At any roadside stand in the Philippines, you can pull up a plastic stool on a hot, sticky night, order a San Miguel beer, and chow down on a sizzling, meaty platter of sisig, a dish beloved by locals (and Anthony Bourdain). Traditionally, it’s chopped-up pig face with onions, cooked on long, oval platters delivered straight from the fire to your table, served with a tidy mound of rice and accoutrements like lime or calamansi juice, soy sauce, and chili peppers. In the Bay Area, which has one of the highest concentrations of Filipinos in the U.S., sisig has been served in various permutations — traditional, vegan-style, or as a fusion with other international cuisines. 

In the case of Senor Sisig, this dish comes folded into another local favorite— the San Francisco burrito (or, if you like fries, San Diego-style). Senor Sisig has become a hometown success story, cultivating their take on Filipino-style tacos and burritos from food trucks into brick-and-mortars. But for Oakland Restaurant Week, they went more traditional. A friend and I pulled up metal stools near the large windows lining their brightly-lit, fast-casual space downtown.

My vegan friend ordered the tofu burrito, and I chose a Restaurant Week special, the lechon kawali — another traditional Philippine dish, featuring deep-fried pork belly cut up in chunks, its crispy skin encasing layers of tender fat and succulent meat. What can I say? Filipinos love their pork. With a side of rice, corn tortillas, pickled onions, and two dipping sauces (one a blend of peppery spices and the other slightly sweet and tangy), the dish was my weekend treat, a nostalgia-inducing respite from rainy Oakland. The hearty portion transported me to childhood visits to my parents’ homeland, where the sticky kinetic energy of Southeast Asian cities and towns somehow makes fried meats and tropical humidity the most perfect pairing ever. Paired with a margarita, my soul was quietly giddy with nostalgia. I was a 14-hour flight from Manila, but felt some island vibes all the same.
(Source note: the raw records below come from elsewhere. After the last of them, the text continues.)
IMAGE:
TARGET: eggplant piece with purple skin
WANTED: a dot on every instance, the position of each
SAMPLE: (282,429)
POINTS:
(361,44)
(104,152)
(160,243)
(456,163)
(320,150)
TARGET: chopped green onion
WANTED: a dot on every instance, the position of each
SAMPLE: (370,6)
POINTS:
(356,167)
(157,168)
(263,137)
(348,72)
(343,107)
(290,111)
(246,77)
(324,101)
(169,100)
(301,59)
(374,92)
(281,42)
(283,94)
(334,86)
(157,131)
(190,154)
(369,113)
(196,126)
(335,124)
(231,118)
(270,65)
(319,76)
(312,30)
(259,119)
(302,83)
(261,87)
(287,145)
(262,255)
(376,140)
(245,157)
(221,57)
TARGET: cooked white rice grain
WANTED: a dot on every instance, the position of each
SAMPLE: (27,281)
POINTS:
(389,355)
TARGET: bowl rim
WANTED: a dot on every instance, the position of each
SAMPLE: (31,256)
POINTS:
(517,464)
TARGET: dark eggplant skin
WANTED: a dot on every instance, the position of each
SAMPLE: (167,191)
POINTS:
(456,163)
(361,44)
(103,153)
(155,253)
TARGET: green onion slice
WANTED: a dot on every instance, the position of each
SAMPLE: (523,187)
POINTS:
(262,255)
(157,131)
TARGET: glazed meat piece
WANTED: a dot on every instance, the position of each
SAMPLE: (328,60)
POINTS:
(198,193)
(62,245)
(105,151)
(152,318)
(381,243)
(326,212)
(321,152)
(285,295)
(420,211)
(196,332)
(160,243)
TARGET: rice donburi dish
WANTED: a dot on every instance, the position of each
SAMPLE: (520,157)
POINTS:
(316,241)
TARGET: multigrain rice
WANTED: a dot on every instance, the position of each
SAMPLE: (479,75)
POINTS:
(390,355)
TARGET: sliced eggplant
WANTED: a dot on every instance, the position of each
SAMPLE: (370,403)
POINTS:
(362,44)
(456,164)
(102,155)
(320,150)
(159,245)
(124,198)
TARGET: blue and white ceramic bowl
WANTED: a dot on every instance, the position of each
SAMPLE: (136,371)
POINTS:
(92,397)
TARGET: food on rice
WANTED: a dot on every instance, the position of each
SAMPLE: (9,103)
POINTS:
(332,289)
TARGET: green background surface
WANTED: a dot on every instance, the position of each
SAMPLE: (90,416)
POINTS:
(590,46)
The Kon-Tiki's Oakland Restaurant Week menu included their smashburger and a Mai Tai.

The weekend took me from one island vibe to another — so to speak. The following night we reconvened to enjoy the gaudy vibrance at The Kon-Tiki, a tropical-themed bar and restaurant, blocks from Senor Sisig. Calling itself a tropical oasis in the heart of downtown,” The Kon-Tiki is a quintessential experience awash in fruit-soaked rum drinks, cheeky cocktails with tiny umbrellas, and island-themed everything — Hawaiian shirts, a thatched-roof bar, and mid-century island kitsch to the max.

That Saturday night played host to The Greasy Gills, a local surf-rock band featuring a young trio of hipsters playing speedy, reverb-drenched guitar riffs and upbeat tempos drenched in the kind of 60s instrumental music that epitomizes the sound — spaghetti western instrumentals meets Hawaii Five‑0” nostalgia. Several patrons in Hawaiian shirts and tropical dresses packed the dimly-lit bar to enjoy the band, but we’d also come to eat.

For Oakland Restaurant Week, The Kon-Tiki offered its double smash burger with fries and a Mai Tai, an unexpectedly tropical duo. Two four-ounce beef patties, flattened on the plancha to create that crispy sear, a slathering of Maui onion jam melding with melted American cheese and thick pickle slices, the hint of sweetness from the potato bun — it was a greasy delight that helped balance out the strong cocktails that got us a bit sozzled. The fries were a bit of a miss — skinny in the classical, fast food style, but lacking in crispiness and salt. 

Their Mai Tai was a tropical cocktail in the classic vein, albeit a bit rote — a hastily assembled rendering of rum, lime juice, and crushed ice in a wide, squat glass rather than a tropical-themed mug. It was fruity and fun in spirit, but a little limp in flavor. It didn’t quite transport me. My friend ordered a second cocktail, another fruit-based special, which was redolent of banana and rum, with tall slices of banana chips and adorned with a little Tiki lamp” (two cocktail umbrellas encasing a tiny light inside). This cocktail delivered on fruitiness and flavor, and was adorably frivolous, a silly prop jewel for a frothy, frenetic jewel of a night.

Tropical drinks at The Kon-Tiki in Oakland during Oakland Restaurant Week.